Toll collection at Belpatti continued even during the military-controlled caretaker administration when all the hawkers were evicted from the footpaths, said the trader.
A hawker leader, Ledu, collects toll from the traders on the footpaths stretching from Belpatti to Golap Shah Mazar where more than 200 shops are put up. Ledu collects Tk 30 to Tk 40 from a shop daily, another trader said.
A big portion of the footpath trading in the Gulistan area is controlled by one Monwar Hossain Monu, a local unit-level leader of the ruling Awami League. His domain covers the under-construction Gulistan Complex to the Sundarban Square Shopping Complex up to the Bangabazar Hawkers Market. More than 700 hawkers run their businesses on the footpaths in the area.
A local trader said that Monu had evicted more than 170 hawkers from the area after the Awami League-led alliance government had come to power in January. But he reinstated some 30 of them after taking more than Tk 20,000 to 30,000 from each at a time.

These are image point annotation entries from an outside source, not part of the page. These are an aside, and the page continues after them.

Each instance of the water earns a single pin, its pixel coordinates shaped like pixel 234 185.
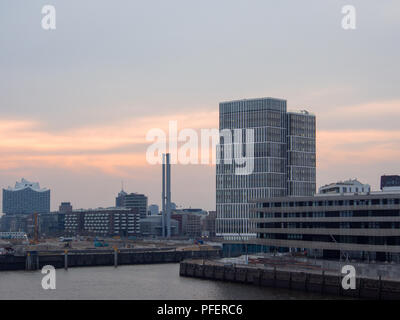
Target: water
pixel 153 282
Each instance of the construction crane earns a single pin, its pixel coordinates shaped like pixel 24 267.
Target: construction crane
pixel 35 239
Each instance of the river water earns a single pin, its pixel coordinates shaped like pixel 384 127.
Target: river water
pixel 153 282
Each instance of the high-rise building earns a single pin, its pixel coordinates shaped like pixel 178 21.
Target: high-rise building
pixel 281 147
pixel 120 199
pixel 26 198
pixel 136 200
pixel 154 210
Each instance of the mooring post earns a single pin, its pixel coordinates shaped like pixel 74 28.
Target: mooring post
pixel 28 261
pixel 380 288
pixel 115 257
pixel 66 259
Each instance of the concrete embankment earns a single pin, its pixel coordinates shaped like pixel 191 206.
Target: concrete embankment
pixel 36 260
pixel 324 283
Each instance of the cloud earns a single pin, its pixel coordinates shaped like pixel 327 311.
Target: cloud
pixel 108 147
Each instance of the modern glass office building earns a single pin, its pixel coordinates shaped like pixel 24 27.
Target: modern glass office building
pixel 26 198
pixel 281 149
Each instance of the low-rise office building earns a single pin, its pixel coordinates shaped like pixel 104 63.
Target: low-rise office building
pixel 152 227
pixel 356 226
pixel 103 222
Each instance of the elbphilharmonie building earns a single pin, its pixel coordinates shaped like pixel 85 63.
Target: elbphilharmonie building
pixel 26 198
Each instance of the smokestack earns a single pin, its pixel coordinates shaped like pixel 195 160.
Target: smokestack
pixel 168 196
pixel 163 217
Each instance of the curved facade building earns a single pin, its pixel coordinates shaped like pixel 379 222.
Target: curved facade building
pixel 26 198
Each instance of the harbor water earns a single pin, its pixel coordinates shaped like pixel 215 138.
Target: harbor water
pixel 137 282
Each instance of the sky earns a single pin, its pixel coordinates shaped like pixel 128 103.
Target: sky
pixel 77 102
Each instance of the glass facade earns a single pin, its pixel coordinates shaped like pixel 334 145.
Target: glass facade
pixel 283 160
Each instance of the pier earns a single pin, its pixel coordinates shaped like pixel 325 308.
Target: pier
pixel 309 281
pixel 85 258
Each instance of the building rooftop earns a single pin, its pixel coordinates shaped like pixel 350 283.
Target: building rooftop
pixel 25 184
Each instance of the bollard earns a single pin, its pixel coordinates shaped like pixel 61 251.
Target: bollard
pixel 66 259
pixel 115 257
pixel 28 261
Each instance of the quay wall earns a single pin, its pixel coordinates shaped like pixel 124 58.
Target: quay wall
pixel 36 260
pixel 329 284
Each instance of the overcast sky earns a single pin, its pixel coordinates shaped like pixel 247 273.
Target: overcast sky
pixel 77 102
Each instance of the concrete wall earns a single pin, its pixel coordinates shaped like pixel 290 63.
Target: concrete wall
pixel 35 261
pixel 304 281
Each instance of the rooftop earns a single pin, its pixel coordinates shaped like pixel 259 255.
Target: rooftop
pixel 25 184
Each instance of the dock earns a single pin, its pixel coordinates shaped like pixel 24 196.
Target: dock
pixel 328 283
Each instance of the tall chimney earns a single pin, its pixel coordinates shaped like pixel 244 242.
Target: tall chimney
pixel 168 196
pixel 163 217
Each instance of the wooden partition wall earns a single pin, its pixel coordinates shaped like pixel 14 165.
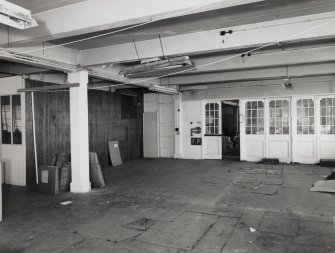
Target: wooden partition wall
pixel 112 116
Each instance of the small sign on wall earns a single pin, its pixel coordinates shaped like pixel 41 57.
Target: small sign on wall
pixel 196 141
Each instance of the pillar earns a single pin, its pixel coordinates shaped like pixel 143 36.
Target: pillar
pixel 79 133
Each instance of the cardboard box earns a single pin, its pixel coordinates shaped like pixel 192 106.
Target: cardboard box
pixel 48 180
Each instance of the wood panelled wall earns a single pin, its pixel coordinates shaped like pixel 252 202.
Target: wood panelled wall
pixel 108 121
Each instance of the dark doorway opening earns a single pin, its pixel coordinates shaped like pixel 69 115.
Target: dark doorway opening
pixel 230 129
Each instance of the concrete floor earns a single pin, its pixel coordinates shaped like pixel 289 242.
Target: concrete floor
pixel 189 206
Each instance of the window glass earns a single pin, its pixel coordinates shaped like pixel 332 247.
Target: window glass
pixel 279 117
pixel 254 117
pixel 6 120
pixel 305 116
pixel 17 122
pixel 212 118
pixel 327 114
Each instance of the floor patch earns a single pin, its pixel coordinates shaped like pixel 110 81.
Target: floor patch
pixel 142 224
pixel 266 189
pixel 182 233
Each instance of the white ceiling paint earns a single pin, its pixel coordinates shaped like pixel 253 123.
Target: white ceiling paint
pixel 97 15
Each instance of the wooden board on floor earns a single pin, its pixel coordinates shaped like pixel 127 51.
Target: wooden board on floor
pixel 96 177
pixel 114 153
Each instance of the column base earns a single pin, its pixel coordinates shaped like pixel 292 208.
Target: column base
pixel 80 188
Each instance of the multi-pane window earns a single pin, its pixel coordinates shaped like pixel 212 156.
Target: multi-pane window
pixel 305 116
pixel 11 122
pixel 212 111
pixel 327 115
pixel 279 117
pixel 254 112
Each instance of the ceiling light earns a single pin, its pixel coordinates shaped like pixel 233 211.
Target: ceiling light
pixel 16 16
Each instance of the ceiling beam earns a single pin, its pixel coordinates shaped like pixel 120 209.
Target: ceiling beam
pixel 269 58
pixel 246 36
pixel 60 66
pixel 20 69
pixel 253 74
pixel 76 19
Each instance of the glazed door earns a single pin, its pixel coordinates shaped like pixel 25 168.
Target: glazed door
pixel 252 130
pixel 304 134
pixel 278 124
pixel 326 131
pixel 212 138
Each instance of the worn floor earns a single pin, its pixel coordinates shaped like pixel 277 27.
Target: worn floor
pixel 178 206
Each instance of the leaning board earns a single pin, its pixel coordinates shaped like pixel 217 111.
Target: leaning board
pixel 114 153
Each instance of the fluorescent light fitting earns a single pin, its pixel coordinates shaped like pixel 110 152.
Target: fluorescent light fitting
pixel 163 89
pixel 16 16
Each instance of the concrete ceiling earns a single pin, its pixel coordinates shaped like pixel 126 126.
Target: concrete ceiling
pixel 37 6
pixel 234 16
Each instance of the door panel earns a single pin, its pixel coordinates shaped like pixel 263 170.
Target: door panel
pixel 150 135
pixel 252 130
pixel 326 131
pixel 278 124
pixel 212 139
pixel 304 135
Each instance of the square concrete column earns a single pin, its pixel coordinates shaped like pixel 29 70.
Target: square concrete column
pixel 79 133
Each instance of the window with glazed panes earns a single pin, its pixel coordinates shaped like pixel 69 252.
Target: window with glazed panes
pixel 305 116
pixel 279 117
pixel 327 107
pixel 212 111
pixel 11 122
pixel 254 119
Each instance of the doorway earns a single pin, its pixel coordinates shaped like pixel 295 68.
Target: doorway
pixel 230 129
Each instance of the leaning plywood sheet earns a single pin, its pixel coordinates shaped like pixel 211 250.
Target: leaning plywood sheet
pixel 96 177
pixel 324 186
pixel 114 153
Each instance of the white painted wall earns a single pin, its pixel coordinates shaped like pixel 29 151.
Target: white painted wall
pixel 191 103
pixel 14 156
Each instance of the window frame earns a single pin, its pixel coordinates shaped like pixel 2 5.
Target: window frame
pixel 326 109
pixel 216 127
pixel 12 120
pixel 254 121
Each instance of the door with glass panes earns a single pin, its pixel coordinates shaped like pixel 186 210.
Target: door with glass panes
pixel 278 124
pixel 12 145
pixel 252 130
pixel 212 138
pixel 304 133
pixel 326 131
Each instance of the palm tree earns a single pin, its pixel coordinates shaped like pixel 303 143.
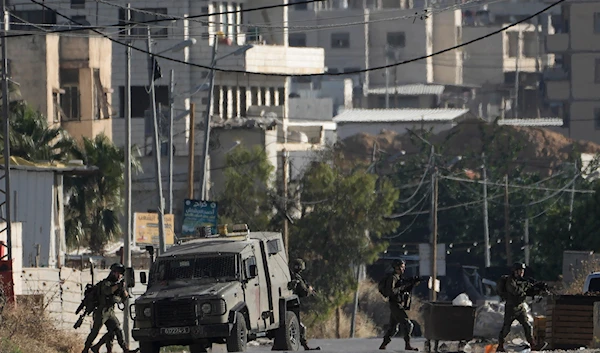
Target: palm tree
pixel 96 200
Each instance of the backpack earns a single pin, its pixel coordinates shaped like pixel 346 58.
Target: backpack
pixel 501 287
pixel 383 286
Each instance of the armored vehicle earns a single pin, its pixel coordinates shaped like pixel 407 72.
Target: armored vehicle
pixel 229 288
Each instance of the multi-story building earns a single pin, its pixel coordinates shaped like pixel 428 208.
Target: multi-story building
pixel 68 79
pixel 573 84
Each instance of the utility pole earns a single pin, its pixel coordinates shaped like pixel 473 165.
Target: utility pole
pixel 516 108
pixel 527 249
pixel 191 143
pixel 434 206
pixel 128 230
pixel 486 226
pixel 203 186
pixel 507 223
pixel 170 150
pixel 284 166
pixel 159 192
pixel 6 129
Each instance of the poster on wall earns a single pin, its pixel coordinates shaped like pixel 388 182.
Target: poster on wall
pixel 145 228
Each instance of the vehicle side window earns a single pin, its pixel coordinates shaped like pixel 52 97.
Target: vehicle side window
pixel 247 263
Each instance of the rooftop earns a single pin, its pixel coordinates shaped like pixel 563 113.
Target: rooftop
pixel 398 115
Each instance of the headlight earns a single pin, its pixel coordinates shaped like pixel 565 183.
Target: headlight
pixel 206 308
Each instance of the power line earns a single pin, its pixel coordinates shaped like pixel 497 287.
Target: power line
pixel 318 74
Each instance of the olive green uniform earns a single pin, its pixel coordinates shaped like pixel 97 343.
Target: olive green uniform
pixel 105 315
pixel 398 317
pixel 517 290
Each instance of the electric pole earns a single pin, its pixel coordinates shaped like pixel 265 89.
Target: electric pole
pixel 507 223
pixel 284 187
pixel 191 143
pixel 486 227
pixel 128 230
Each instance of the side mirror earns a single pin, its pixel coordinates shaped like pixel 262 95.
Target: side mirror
pixel 253 271
pixel 130 277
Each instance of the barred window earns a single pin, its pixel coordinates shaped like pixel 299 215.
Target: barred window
pixel 209 268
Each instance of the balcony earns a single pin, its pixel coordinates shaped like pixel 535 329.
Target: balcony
pixel 557 43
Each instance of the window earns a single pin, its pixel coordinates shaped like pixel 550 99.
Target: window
pixel 141 17
pixel 340 40
pixel 396 39
pixel 77 4
pixel 513 44
pixel 297 39
pixel 140 100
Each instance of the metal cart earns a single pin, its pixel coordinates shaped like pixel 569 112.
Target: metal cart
pixel 447 322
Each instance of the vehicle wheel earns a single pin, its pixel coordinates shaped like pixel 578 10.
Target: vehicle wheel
pixel 236 342
pixel 149 347
pixel 288 338
pixel 198 348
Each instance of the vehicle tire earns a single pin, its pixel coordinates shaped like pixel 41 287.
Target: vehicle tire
pixel 236 342
pixel 149 347
pixel 198 348
pixel 288 338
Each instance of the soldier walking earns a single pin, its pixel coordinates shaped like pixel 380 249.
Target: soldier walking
pixel 398 287
pixel 517 289
pixel 111 291
pixel 301 289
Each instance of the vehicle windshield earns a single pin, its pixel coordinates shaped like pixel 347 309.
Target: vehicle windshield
pixel 207 268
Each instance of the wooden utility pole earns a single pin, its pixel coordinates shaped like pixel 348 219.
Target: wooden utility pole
pixel 284 188
pixel 191 152
pixel 507 223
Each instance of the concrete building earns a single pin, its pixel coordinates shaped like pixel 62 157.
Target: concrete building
pixel 572 84
pixel 68 79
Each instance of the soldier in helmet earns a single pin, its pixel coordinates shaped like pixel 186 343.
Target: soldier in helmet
pixel 111 291
pixel 397 288
pixel 517 289
pixel 302 289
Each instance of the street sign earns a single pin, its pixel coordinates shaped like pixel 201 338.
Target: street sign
pixel 425 259
pixel 146 232
pixel 197 215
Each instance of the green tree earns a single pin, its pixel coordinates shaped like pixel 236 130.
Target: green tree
pixel 337 210
pixel 96 199
pixel 247 197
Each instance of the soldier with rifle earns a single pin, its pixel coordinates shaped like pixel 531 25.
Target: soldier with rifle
pixel 302 289
pixel 398 291
pixel 110 291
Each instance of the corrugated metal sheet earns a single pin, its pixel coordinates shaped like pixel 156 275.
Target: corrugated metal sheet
pixel 398 115
pixel 416 89
pixel 541 122
pixel 32 203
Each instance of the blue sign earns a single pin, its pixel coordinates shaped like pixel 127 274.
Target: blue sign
pixel 197 215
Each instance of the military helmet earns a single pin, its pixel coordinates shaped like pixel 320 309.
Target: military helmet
pixel 518 266
pixel 298 265
pixel 398 263
pixel 118 268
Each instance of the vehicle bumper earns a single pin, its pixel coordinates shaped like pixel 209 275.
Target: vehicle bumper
pixel 181 333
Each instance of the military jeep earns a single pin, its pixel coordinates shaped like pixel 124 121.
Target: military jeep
pixel 226 289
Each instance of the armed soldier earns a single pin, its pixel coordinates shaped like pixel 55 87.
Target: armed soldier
pixel 517 288
pixel 111 291
pixel 302 289
pixel 397 289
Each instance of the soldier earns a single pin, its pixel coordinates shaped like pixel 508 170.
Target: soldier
pixel 517 289
pixel 398 287
pixel 111 291
pixel 301 289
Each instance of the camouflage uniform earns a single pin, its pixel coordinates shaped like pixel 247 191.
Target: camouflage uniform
pixel 398 317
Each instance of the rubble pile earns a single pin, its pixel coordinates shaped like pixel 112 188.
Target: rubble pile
pixel 541 150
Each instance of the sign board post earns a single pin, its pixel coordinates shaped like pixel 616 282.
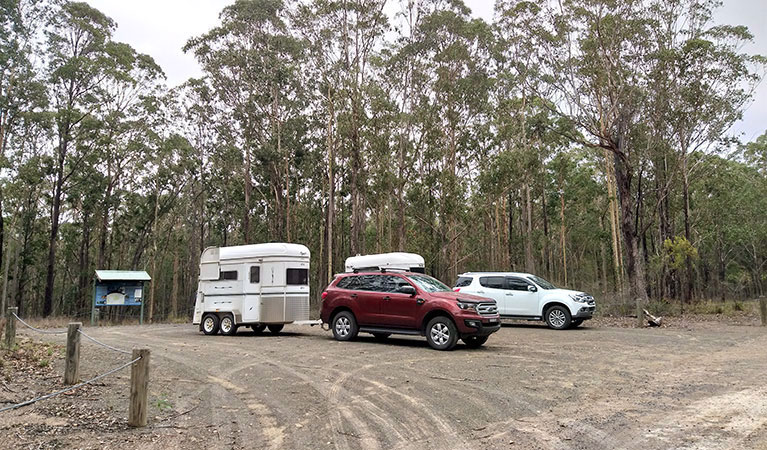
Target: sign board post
pixel 119 288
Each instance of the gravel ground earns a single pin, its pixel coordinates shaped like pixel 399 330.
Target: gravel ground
pixel 690 385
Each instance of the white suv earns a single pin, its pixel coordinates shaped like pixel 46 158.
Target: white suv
pixel 528 297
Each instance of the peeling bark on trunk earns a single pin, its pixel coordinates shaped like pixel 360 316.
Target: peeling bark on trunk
pixel 635 267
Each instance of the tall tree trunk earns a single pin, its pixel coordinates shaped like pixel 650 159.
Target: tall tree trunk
pixel 547 251
pixel 248 190
pixel 331 188
pixel 511 233
pixel 562 232
pixel 688 291
pixel 603 258
pixel 614 221
pixel 529 261
pixel 150 313
pixel 635 267
pixel 174 289
pixel 84 262
pixel 54 234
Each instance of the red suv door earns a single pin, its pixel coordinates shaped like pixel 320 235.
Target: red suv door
pixel 397 309
pixel 361 290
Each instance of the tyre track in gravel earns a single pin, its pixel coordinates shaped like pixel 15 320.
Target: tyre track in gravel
pixel 401 394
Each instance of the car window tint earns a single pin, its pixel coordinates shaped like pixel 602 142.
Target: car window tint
pixel 365 283
pixel 492 282
pixel 378 283
pixel 255 274
pixel 394 283
pixel 347 283
pixel 463 281
pixel 516 284
pixel 227 275
pixel 298 277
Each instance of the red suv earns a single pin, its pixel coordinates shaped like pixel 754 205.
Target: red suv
pixel 384 303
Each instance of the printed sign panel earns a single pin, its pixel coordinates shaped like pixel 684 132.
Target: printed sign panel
pixel 119 293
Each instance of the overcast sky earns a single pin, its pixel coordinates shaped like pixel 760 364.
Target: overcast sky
pixel 160 28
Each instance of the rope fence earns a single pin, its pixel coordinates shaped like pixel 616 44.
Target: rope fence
pixel 71 388
pixel 37 329
pixel 139 384
pixel 92 339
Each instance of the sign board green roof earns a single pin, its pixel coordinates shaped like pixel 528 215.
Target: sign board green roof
pixel 122 275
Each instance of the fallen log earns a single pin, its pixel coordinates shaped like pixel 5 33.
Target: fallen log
pixel 652 320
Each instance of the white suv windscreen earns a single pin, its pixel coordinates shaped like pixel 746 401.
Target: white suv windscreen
pixel 463 281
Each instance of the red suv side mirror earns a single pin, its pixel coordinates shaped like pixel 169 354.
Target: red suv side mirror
pixel 407 289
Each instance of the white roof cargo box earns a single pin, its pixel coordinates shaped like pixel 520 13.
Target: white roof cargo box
pixel 213 256
pixel 396 261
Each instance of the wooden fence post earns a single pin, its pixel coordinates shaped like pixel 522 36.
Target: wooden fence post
pixel 10 328
pixel 72 369
pixel 137 410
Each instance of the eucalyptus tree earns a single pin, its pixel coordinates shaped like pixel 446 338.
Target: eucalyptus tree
pixel 130 115
pixel 251 61
pixel 710 82
pixel 594 59
pixel 453 51
pixel 21 92
pixel 344 36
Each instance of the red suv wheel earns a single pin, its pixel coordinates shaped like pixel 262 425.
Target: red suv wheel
pixel 344 326
pixel 441 333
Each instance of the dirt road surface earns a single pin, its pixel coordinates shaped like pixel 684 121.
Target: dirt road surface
pixel 702 386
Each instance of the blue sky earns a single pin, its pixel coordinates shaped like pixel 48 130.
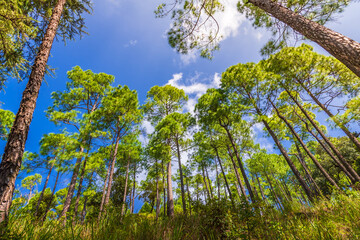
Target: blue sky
pixel 126 40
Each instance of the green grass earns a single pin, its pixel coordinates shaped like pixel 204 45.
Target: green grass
pixel 337 218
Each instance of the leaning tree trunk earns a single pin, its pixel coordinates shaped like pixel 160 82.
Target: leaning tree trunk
pixel 247 183
pixel 341 47
pixel 337 161
pixel 72 184
pixel 223 173
pixel 241 191
pixel 14 149
pixel 106 182
pixel 181 176
pixel 78 194
pixel 111 174
pixel 125 190
pixel 43 191
pixel 327 111
pixel 312 157
pixel 52 196
pixel 348 167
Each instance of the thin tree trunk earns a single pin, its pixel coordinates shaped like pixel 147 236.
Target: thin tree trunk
pixel 208 179
pixel 247 183
pixel 72 184
pixel 341 47
pixel 327 111
pixel 181 176
pixel 242 193
pixel 43 191
pixel 261 190
pixel 223 172
pixel 217 179
pixel 333 148
pixel 333 157
pixel 106 182
pixel 108 191
pixel 80 185
pixel 52 196
pixel 157 192
pixel 205 182
pixel 189 195
pixel 15 145
pixel 273 191
pixel 133 191
pixel 170 210
pixel 125 190
pixel 312 157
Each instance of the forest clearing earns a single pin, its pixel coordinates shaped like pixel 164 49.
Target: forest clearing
pixel 243 142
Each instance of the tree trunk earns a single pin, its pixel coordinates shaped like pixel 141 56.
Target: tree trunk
pixel 108 191
pixel 247 183
pixel 339 164
pixel 133 191
pixel 15 145
pixel 327 111
pixel 78 194
pixel 242 193
pixel 72 184
pixel 312 157
pixel 217 179
pixel 43 191
pixel 157 192
pixel 261 190
pixel 189 195
pixel 52 196
pixel 223 173
pixel 338 154
pixel 125 190
pixel 181 176
pixel 170 210
pixel 205 182
pixel 341 47
pixel 106 182
pixel 208 179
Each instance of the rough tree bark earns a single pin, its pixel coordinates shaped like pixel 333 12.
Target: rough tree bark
pixel 14 149
pixel 341 47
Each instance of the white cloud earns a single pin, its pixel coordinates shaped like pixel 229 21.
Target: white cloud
pixel 130 43
pixel 195 87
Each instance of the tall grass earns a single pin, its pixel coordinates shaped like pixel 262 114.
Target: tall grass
pixel 337 218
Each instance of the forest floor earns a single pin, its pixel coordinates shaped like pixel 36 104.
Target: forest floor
pixel 334 218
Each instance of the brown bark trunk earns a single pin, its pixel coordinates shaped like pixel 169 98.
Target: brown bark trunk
pixel 333 157
pixel 133 191
pixel 242 189
pixel 157 192
pixel 327 111
pixel 43 191
pixel 205 182
pixel 108 191
pixel 247 183
pixel 14 149
pixel 52 196
pixel 181 176
pixel 333 148
pixel 170 208
pixel 341 47
pixel 223 173
pixel 125 190
pixel 78 194
pixel 106 182
pixel 72 184
pixel 189 195
pixel 312 157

‘All the hawkers here need to pay Tk 1,000 a month to Monu,’ the trader said, adding without paying him tolls, no trader can run his business in the area.
Monu started collecting tolls after Abul Kalam Azad, who was general secretary of the Ward 56 Awami League, had survived an attempt on his life at Kakrail in March.
In the Baitul Mukarram National Mosque area, one Nuru Miah collects tolls from about 150 shops on the footpaths stretching from the mosque’s north gate to the Dainik Bangla crossing. Tolls range between Tk 40 and Tk 100 daily for a shop, one of the traders said.
In the Karwan Bazar area, sources said tolls are collected from makeshift wholesale kitchen markets, vegetable markets, fish markets and vegetable depots set up illegally on the footpaths at night. Some 700 vegetable depots are there in the area, most of which are illegal.
Extortion and other crimes declined during the regime of the caretaker government. But sources alleged as soon as the Awami League government came to power, control over the depots on the footpaths shifted while the rates and limits of extortion changed.
The Dhaka police chief, admitting that such extortion was going on, said ‘Extortion is going on in various techniques and in the names of criminals and associations and even through mutual understanding. But the traders do not lodge complaints with the police.’
‘We urge people to lodge complaints with the police without any fear so that we can take action against the offenders,’ he said.